A universal all-atom machine-learning force field foundation model with ab initio-level accuracy on solvated biomolecular systems up to ~1,500 atoms.
Machine-learning interatomic potentials (MLIPs) promise the holy grail of molecular simulation: the accuracy of quantum-mechanical methods like density functional theory (DFT) at a fraction of the cost. For biology, though, a persistent "scale–accuracy gap" remains — the systems that matter (solvated proteins, ions, peptides) are large and heterogeneous, while the high-fidelity quantum data needed to train accurate force fields is easiest to generate for small, gas-phase molecules. Closing that gap requires both the right training data and an architecture that can stay accurate as systems grow.
UBio-MolFM, developed by the UBio Team at IQuestLab (IQuest Research) and posted to arXiv in February 2026, is an all-atom machine-learning force field foundation model built specifically for biological systems. It combines a new bio-focused training dataset (UBio-Mol26), a linear-scaling equivariant transformer backbone (E2Former-V2), and a three-stage curriculum-learning protocol, with the explicit goal of delivering ab initio-level fidelity on solvated, biomolecule-scale systems.
The authors report ab initio-level accuracy on biomolecular systems reaching roughly 1,500 atoms across a range of benchmarks — including liquid-water structure, ionic solvation, and peptide folding dynamics — while reproducing realistic molecular-dynamics observables. Code and pretrained checkpoints are released, distinguishing UBio-MolFM from many contemporaneous preprints.

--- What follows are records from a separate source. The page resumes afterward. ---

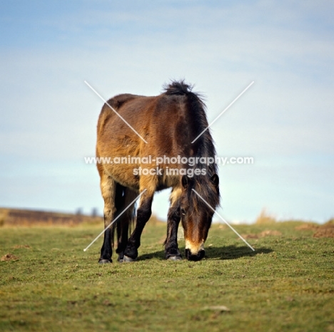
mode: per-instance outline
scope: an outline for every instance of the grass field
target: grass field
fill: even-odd
[[[215,224],[192,262],[148,222],[138,261],[103,265],[101,227],[0,229],[1,331],[334,331],[334,239],[306,224],[236,226],[255,252]]]

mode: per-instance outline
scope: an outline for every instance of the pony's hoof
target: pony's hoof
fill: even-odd
[[[170,256],[167,259],[168,261],[181,261],[182,257],[181,256]]]
[[[129,257],[128,256],[124,255],[123,256],[123,263],[128,263],[128,262],[135,261],[136,261],[136,259],[133,259],[133,258]]]
[[[112,263],[112,262],[113,262],[112,259],[99,259],[98,260],[99,264],[105,264],[106,263]]]

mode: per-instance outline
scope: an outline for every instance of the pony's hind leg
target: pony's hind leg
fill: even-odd
[[[100,170],[98,170],[100,171]],[[115,208],[115,195],[116,195],[116,182],[106,175],[103,170],[100,171],[100,187],[102,197],[104,200],[104,229],[108,229],[104,232],[103,244],[101,249],[101,256],[98,263],[112,263],[111,256],[113,251],[111,249],[111,242],[113,241],[113,232],[110,224],[113,220],[113,216],[116,212]]]
[[[130,206],[129,204],[136,199],[137,195],[138,194],[130,188],[123,187],[122,204],[119,206],[116,205],[116,213],[123,212],[117,220],[116,253],[118,254],[118,261],[120,262],[123,262],[124,250],[128,244],[128,231],[129,229],[131,230],[131,224],[134,222],[136,218],[135,203]],[[125,209],[126,209],[126,211],[124,211]]]
[[[151,206],[153,194],[154,192],[148,193],[146,191],[141,197],[139,207],[137,209],[136,227],[128,240],[128,244],[124,251],[123,261],[133,261],[138,256],[138,248],[141,245],[141,233],[152,213]]]
[[[178,198],[181,190],[173,189],[171,194],[171,207],[167,217],[167,237],[166,238],[165,255],[167,259],[182,259],[178,247],[178,228],[180,224],[180,207]]]

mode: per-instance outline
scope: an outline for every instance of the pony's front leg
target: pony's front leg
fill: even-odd
[[[153,193],[148,193],[148,191],[146,191],[141,197],[139,207],[137,209],[136,227],[128,240],[123,261],[133,261],[138,256],[138,248],[141,245],[141,233],[152,213],[153,196]]]
[[[101,256],[98,259],[98,263],[112,263],[111,256],[113,251],[111,249],[112,232],[110,224],[111,224],[115,209],[115,191],[116,182],[108,175],[107,175],[102,170],[98,169],[100,172],[100,187],[102,193],[102,197],[104,199],[104,229],[107,229],[104,232],[104,239],[102,247],[101,248]]]
[[[168,214],[167,237],[164,242],[165,255],[167,259],[177,261],[182,259],[178,247],[178,228],[181,217],[178,204],[173,204],[173,203],[171,201]]]

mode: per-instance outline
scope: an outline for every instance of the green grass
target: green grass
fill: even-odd
[[[191,262],[164,260],[166,224],[148,223],[138,261],[103,265],[101,239],[83,251],[102,225],[3,227],[0,256],[19,259],[0,261],[0,331],[334,331],[334,240],[300,224],[236,226],[281,232],[248,239],[255,253],[213,225]]]

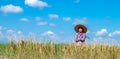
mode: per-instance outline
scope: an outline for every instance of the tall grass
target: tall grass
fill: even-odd
[[[23,41],[0,44],[0,59],[120,59],[120,47]]]

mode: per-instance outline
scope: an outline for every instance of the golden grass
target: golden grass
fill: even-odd
[[[0,46],[0,58],[7,59],[120,59],[120,47],[19,41]]]

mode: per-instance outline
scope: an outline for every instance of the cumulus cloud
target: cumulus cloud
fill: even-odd
[[[96,32],[96,36],[104,36],[106,35],[108,32],[107,32],[107,29],[103,28],[101,29],[100,31],[97,31]]]
[[[31,6],[31,7],[39,7],[39,8],[44,8],[48,7],[47,2],[43,2],[41,0],[25,0],[25,5]]]
[[[103,38],[103,37],[95,37],[93,38],[93,42],[96,44],[106,44],[106,45],[120,45],[120,41],[113,38]]]
[[[76,24],[87,24],[87,18],[86,17],[83,17],[83,18],[76,18],[73,22],[73,25],[76,25]]]
[[[20,19],[22,22],[28,22],[29,20],[27,18],[21,18]]]
[[[54,27],[54,26],[56,26],[56,24],[54,24],[54,23],[50,23],[49,26]]]
[[[23,11],[23,9],[20,6],[8,4],[5,6],[1,6],[0,11],[2,11],[4,13],[20,13]]]
[[[63,17],[63,20],[64,20],[64,21],[70,21],[70,20],[71,20],[71,17]]]
[[[75,3],[79,3],[80,2],[80,0],[75,0]]]
[[[2,34],[2,32],[0,31],[0,38],[2,38],[3,37],[3,34]]]
[[[41,37],[48,41],[55,42],[58,39],[58,36],[51,30],[48,30],[46,32],[43,32],[41,34]]]
[[[18,31],[17,34],[22,34],[22,31]]]
[[[49,14],[48,17],[49,17],[50,19],[58,19],[58,18],[59,18],[59,15],[57,15],[57,14]]]
[[[37,25],[47,25],[47,22],[38,22]]]
[[[115,35],[120,35],[120,31],[116,30],[116,31],[108,34],[109,37],[113,37]]]

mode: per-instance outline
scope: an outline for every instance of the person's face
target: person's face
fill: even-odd
[[[82,31],[83,31],[82,28],[79,28],[79,32],[82,33]]]

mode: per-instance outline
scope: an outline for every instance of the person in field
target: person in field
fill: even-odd
[[[85,43],[87,28],[82,24],[78,24],[75,26],[74,30],[77,33],[75,35],[76,44],[81,45],[81,44]]]

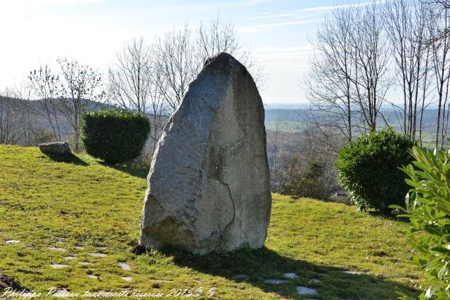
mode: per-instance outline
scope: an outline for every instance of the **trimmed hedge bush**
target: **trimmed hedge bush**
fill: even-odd
[[[406,207],[392,205],[411,221],[406,237],[416,249],[413,262],[431,275],[428,289],[420,299],[450,299],[450,152],[423,150],[413,147],[415,160],[403,167],[411,188]],[[404,291],[397,294],[401,299],[416,299]]]
[[[120,164],[139,156],[150,133],[150,122],[137,112],[100,110],[83,114],[81,129],[88,154]]]
[[[399,168],[411,162],[413,145],[406,135],[386,128],[364,133],[340,150],[338,180],[359,209],[387,211],[389,205],[404,203],[409,188]]]
[[[295,197],[327,199],[328,189],[325,181],[326,166],[320,159],[310,162],[304,171],[292,170],[283,183],[281,193]]]

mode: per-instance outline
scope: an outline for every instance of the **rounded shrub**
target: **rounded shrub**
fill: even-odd
[[[100,110],[83,114],[81,129],[89,155],[119,164],[139,156],[150,133],[150,122],[137,112]]]
[[[404,202],[409,188],[400,168],[411,162],[413,145],[405,134],[386,128],[341,148],[336,161],[339,182],[359,209],[387,211],[389,205]]]

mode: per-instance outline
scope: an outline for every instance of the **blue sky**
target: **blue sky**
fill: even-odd
[[[40,63],[67,56],[106,70],[124,42],[219,15],[236,24],[240,44],[268,75],[266,104],[304,102],[299,79],[330,0],[0,1],[0,90],[19,84]]]

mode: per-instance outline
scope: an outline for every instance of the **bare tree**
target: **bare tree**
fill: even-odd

UBio-MolFM pairs the E2Former-V2 backbone — an equivariant transformer with linear scaling in system size — with the UBio-Mol26 dataset, generated via a multi-fidelity enumeration plus native-environment sampling strategy spanning systems up to ~1,200 atoms. Training follows a three-stage curriculum (energy initialization, force-consistency refinement, and force-focused supervision) intended to stabilize learning and handle energy offsets. The released suite supports training, inference, and molecular-dynamics simulation, targets Python 3.12 / PyTorch 2.7.0, and supports LMDB, SPICE, and OC20 data formats; the README notes scaling to roughly 100,000 atoms on a single GPU. Reported benchmarks reach ab initio-level accuracy on biomolecular systems near 1,500 atoms. An accompanying HuggingFace dataset (UBio-Protein26, ~5 million protein structures) serves as a data card for the released checkpoint.

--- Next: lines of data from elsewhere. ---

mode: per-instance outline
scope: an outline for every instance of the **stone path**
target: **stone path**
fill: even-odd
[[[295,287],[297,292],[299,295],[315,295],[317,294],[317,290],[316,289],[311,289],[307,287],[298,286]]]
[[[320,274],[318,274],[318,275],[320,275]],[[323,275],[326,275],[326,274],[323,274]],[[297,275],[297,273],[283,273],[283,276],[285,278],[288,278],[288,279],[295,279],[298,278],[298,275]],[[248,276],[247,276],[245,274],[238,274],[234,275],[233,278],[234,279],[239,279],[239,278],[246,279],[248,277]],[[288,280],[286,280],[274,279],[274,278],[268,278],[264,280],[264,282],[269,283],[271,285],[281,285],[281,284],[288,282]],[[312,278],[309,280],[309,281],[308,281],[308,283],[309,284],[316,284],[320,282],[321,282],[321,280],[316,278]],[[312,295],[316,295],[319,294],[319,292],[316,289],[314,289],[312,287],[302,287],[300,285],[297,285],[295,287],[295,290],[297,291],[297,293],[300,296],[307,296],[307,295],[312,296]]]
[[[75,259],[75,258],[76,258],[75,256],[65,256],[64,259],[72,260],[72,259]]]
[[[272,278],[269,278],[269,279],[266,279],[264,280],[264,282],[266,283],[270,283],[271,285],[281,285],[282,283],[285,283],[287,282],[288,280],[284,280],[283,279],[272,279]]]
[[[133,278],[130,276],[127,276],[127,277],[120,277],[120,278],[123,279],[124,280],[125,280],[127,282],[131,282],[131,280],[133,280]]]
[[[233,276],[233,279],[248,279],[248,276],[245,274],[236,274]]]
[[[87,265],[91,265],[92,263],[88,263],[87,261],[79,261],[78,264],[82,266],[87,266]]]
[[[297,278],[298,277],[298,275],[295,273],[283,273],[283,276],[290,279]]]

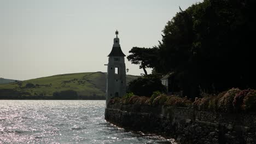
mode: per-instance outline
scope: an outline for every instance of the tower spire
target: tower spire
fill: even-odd
[[[118,35],[119,33],[119,32],[117,29],[117,31],[115,31],[115,34],[117,35],[117,38],[118,38],[117,35]]]

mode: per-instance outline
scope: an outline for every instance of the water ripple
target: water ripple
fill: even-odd
[[[105,101],[0,100],[1,143],[173,143],[104,119]]]

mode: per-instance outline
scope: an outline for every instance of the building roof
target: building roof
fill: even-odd
[[[168,79],[171,75],[173,75],[174,73],[174,72],[171,72],[168,73],[168,74],[165,75],[162,79],[161,79],[161,80],[163,80]]]
[[[125,57],[125,55],[121,50],[121,47],[113,47],[112,50],[110,53],[108,55],[108,57]]]

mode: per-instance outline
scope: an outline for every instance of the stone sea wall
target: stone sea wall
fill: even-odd
[[[113,104],[106,109],[105,119],[131,130],[173,138],[178,143],[256,143],[255,113]]]

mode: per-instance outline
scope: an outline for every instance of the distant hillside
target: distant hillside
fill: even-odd
[[[0,77],[0,84],[9,83],[16,81],[18,81],[18,80],[5,79],[4,78]]]
[[[138,77],[127,75],[126,82]],[[106,73],[68,74],[0,85],[0,99],[104,99],[106,88]]]

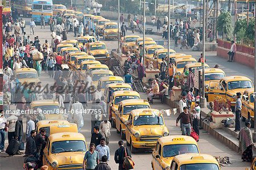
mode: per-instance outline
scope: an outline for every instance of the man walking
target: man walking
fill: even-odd
[[[84,169],[94,169],[97,165],[99,164],[99,156],[98,151],[95,150],[95,144],[90,144],[90,149],[85,152],[82,163]]]
[[[118,164],[118,170],[125,170],[125,169],[123,168],[123,159],[125,157],[125,151],[126,151],[127,156],[130,156],[131,157],[131,153],[130,153],[129,150],[123,146],[123,141],[119,140],[118,142],[119,148],[115,151],[115,163]]]
[[[236,111],[236,125],[235,125],[235,132],[238,132],[240,131],[240,116],[241,111],[242,110],[242,101],[241,100],[241,94],[240,92],[237,93],[237,101],[235,106]]]
[[[191,115],[187,107],[183,107],[183,112],[181,113],[176,121],[176,126],[178,126],[179,121],[181,119],[181,130],[183,135],[190,136],[191,132]]]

UBio-MolFM targets computational chemists and structural biologists who need accurate, scalable molecular dynamics of biomolecular systems — for example, simulating peptide folding, ion solvation, or protein–solvent interactions where classical force fields lack accuracy and DFT is intractable. Because the model is released with training, inference, and MD tooling, it can be deployed directly to run simulations or fine-tuned on domain-specific quantum data, lowering the barrier to first-principles-quality dynamics for larger biological assemblies.

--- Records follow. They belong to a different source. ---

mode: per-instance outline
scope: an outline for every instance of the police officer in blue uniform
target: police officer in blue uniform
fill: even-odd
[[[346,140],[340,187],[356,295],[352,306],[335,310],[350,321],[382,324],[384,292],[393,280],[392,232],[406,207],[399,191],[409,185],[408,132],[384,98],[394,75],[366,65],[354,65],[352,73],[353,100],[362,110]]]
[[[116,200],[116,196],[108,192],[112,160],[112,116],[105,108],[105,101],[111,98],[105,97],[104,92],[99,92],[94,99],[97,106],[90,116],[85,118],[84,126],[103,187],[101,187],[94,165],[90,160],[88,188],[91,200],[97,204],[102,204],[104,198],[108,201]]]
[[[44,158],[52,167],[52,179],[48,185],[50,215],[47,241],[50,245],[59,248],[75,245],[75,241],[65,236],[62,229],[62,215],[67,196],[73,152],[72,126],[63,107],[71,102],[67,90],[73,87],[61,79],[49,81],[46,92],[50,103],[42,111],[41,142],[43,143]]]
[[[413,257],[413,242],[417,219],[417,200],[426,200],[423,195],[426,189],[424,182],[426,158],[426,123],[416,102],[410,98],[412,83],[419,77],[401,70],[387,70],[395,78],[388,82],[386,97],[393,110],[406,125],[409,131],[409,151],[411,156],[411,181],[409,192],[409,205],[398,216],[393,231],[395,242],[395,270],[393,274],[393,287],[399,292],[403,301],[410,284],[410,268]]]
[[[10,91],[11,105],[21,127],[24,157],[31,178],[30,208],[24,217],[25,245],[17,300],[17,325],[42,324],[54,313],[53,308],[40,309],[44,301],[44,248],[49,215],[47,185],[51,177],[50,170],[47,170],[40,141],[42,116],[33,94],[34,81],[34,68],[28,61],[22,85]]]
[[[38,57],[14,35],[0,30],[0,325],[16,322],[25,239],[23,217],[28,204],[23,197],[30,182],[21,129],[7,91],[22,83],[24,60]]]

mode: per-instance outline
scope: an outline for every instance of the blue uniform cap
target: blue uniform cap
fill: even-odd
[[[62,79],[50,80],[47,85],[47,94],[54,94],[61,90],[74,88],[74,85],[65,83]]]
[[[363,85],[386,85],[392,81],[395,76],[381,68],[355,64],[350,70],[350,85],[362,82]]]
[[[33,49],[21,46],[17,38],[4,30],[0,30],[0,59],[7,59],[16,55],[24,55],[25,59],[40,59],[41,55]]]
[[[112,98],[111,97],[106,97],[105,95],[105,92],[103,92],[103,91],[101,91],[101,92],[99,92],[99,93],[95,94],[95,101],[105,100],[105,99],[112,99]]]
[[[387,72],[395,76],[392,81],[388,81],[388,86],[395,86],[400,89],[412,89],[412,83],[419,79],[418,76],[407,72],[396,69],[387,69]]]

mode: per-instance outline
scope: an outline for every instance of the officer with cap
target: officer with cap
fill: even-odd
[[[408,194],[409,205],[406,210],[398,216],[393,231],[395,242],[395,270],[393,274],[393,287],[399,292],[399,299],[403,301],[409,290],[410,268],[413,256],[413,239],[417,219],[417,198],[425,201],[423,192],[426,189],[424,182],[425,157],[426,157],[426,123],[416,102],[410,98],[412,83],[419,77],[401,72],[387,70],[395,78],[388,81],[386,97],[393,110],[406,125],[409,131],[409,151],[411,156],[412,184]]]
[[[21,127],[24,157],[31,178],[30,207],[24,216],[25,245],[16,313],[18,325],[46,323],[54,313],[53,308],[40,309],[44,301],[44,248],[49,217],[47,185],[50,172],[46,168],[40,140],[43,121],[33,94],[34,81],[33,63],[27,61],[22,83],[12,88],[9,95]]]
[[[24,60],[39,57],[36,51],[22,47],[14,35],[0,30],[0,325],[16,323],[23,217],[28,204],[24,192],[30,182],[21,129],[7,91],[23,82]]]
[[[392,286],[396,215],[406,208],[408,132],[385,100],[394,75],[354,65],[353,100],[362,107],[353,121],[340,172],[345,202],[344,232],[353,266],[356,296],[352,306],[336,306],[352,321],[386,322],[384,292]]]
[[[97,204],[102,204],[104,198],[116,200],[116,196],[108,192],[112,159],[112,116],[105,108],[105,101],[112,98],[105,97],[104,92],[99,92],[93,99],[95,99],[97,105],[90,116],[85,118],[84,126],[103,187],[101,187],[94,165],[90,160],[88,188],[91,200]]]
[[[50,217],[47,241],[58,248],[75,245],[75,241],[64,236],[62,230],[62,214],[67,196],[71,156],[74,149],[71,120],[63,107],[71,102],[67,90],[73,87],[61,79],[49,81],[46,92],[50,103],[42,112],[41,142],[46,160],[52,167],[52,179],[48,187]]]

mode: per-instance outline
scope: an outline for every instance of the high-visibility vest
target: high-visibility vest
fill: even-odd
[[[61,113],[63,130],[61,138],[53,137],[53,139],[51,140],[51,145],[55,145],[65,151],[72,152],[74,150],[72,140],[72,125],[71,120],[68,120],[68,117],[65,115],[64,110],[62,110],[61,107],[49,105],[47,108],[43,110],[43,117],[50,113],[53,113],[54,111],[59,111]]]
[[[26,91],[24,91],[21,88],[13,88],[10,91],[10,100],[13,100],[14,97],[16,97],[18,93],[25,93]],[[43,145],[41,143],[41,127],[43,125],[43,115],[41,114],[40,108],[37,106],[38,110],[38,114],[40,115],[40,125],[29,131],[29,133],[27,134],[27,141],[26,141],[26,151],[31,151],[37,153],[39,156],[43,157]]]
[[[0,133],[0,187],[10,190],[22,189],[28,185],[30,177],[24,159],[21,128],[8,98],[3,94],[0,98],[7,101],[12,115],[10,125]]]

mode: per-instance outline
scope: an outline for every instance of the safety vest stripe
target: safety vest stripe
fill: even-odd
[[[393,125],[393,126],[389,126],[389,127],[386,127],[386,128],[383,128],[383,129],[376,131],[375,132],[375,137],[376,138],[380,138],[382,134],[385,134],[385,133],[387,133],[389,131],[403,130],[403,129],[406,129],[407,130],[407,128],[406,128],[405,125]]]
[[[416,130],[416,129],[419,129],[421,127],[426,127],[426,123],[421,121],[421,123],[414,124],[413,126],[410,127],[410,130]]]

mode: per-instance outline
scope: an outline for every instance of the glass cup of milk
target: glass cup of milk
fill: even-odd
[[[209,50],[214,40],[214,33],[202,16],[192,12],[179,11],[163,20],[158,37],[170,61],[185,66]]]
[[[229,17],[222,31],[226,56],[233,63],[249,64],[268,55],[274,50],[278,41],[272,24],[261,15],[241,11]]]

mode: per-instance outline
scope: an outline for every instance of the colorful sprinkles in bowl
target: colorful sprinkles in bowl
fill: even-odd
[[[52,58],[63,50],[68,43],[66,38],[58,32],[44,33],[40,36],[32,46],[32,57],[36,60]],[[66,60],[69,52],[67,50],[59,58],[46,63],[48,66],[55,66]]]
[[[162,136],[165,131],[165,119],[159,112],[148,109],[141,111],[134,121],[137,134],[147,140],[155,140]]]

By coupling a bio-specific multi-fidelity dataset with a linear-scaling equivariant architecture and a force-focused curriculum, UBio-MolFM is a concrete attempt to push machine-learning force fields from small molecules toward solvated, biomolecule-scale simulation. The public release of code, weights, and a large protein dataset makes the work immediately testable by the community. As a February 2026 preprint, its accuracy claims await independent benchmarking and peer review, but the combination of openness and explicit focus on biological scale is a meaningful step for the MLIP field.